When i brought the device back to an Apple Store (as i was programmed by them to do), the "genius" there said in a very patronizing tone "Well, the batteries in these devices ARE consumable." Since the warranty had expired, they said i could pay them eighty dollars for a new one. i said there was nothing wrong with the original device - it just needed a new battery. Could they just charge me eighty bucks for a battery replacement, and give me my original device back?
My perfectly functional Nintendo Entertainment System, purchased in 1987.
Gotta Fix 'Em All
Cassie has been playing an iPad game called Mino Monsters, which is heavily inspired by Pokémon. It's a freemium game, and a bad implementation of the model. That means that Cassie has to wait a prescribed number of hours to heal her monsters after battling. So i thought "nuts to that", and charged up an old GameBoy Advance so that she could play an actual Pokémon game. i described it to her like Wilford Brimley describes the alien planet in Cocoon: "You can collect HUNDREDS of monsters, you don't have to wait to heal them, you never get old, and you never die."
Unfortunately, the battery in the game cartridge had died. Cassie could still play Pokémon Ruby, but the special timed events would no longer run.
A drained Pokémon Ruby cartridge, manufactured sixteen years after the NES pictured above. The NES's battery-reliant cartridges still function.
i could easily have saved time and money by throwing the game cartridge in the garbage. But don't you see? THAT'S HOW THEY WIN. A little more consumption, a little more waste, until one day we're scavenging for food and supplies in the landfills we created while the slave-master machines soak up their energy from an exploded sun.
Today, i throw out a functional game cartridge.
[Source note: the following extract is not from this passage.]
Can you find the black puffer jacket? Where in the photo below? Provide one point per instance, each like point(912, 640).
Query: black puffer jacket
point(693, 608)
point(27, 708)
Tomorrow, Skynet.
So instead, i damn well got a tiny screwdriver capable of loosening the proprietary tri-head screw that Nintendo doesn't want me to open, and i used a soldering iron to melt off the metal strips that metallurgically (and unnecessarily) bonded the battery to the circuit board. Then i bought a replacement battery at an electronics supply store and used electrician's tape to hook it up to the game. i hammered it all back together with thumbtacks and spit, and when i turned the game came on, the "depleted battery" message was gone.
When i was finished, i stood dominant over the device with my fists raised to the sky and bellowed my terrifying man-ape alpha male father-of-the-year YAWP. Machines may one day rule my life, but i'll be God-damned if i'm going to lose the first skirmish to Pokémon.